The doors of the pinnacle of Little Mekong, Saint Paul’s Asian Business and Culture district, will remain open thanks to an intervention by the Hmong American Partnership (HAP). Mai Village, a Vietnamese restaurant renown not only by locals and metro area Vietnamese, but by state legislators and City Hall officials, will not be closing it’s doors as was once feared. Thanks to a combination of debt forgiveness and the HAP, Mai Village will remain at the center of Little Mekong.
Mai Village began with an initial $4.2 million paid for the construction of it’s signature elaborate interior including a pagoda-like motif and bridged Koi pond. In April of 2003 Mai Village then secured a $400,000 loan from the city’s Housing and Redevelopment Authority (HRA), but rising interest rates caused that loan to grow to $512,000.

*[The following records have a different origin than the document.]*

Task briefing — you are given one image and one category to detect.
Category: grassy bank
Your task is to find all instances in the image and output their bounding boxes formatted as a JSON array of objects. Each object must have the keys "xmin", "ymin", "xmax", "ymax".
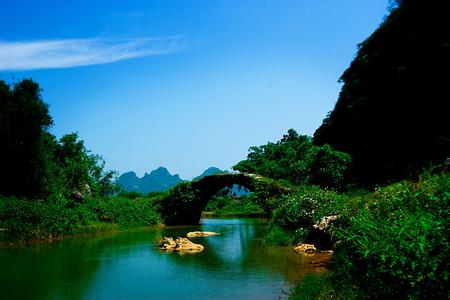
[
  {"xmin": 276, "ymin": 171, "xmax": 449, "ymax": 299},
  {"xmin": 202, "ymin": 195, "xmax": 265, "ymax": 217},
  {"xmin": 0, "ymin": 192, "xmax": 164, "ymax": 243}
]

Initiating foreclosure in 2010, Western Bank instated a payment plan for Mai Village, however, falling behind on payments yet again caused the bank to reinitiate the proceedings. The lack of ability to pay on Mai Village’s part was due to not only the recuperative state of the economy following the recession our nation faced in 2008, but the Green Line construction that threatened many businesses along University Avenue.

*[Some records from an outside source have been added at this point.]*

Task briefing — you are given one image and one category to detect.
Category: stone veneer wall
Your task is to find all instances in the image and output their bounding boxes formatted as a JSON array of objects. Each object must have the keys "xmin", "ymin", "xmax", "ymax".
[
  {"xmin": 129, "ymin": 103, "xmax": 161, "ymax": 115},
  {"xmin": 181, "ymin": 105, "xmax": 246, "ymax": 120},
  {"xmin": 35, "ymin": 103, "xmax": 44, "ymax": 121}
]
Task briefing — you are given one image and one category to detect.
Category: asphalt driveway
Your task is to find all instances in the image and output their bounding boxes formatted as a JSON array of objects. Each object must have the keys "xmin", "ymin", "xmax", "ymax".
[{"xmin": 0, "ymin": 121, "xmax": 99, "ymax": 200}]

The restaurant that began as a small operation in a home basement, Mai Village, and the city of Saint Paul, viewed a future that could have included the building falling into foreclosure and vacancy. It was a point at which the city, as a third-party lender, would find no compensation, and Little Mekong’s growth would have been slowed, or worse, reversed.
In saving grace, Hmong American Partnership will pay $25,000 toward the $512,000 Mai Village owes to the city, and St. Paul HRA has decided to accept the remaining $487,000 loss. Melvin Carter of HRA council commented, “What we’re getting out of this is more than just $25,000,” also noting Mai Village as a ‘symbol improvement and important gathering point’. Given it’s popularity among legislators and the local communities at large, Carter is spot on with the idea that losing Mai Village could, and likely would, wreak havoc on the Little Mekong area.
Once all is said and done, Hmong American Partnership will take ownership of the building, leasing the lower level to Mai Village while moving it’s Mekong satellite office to the second level. Bao Vang, HAP CEO and President, summated the deal for HAP, “(The)main goal is to keep mom-and-pop businesses on the avenue.” The HAP intervention will keep one mom-and-pop on the Green Line, but it does not end there. The HAP intervention into the matters of Mai Village may not have saved only one of the most notable pieces of Little Mekong, but Little Mekong itself.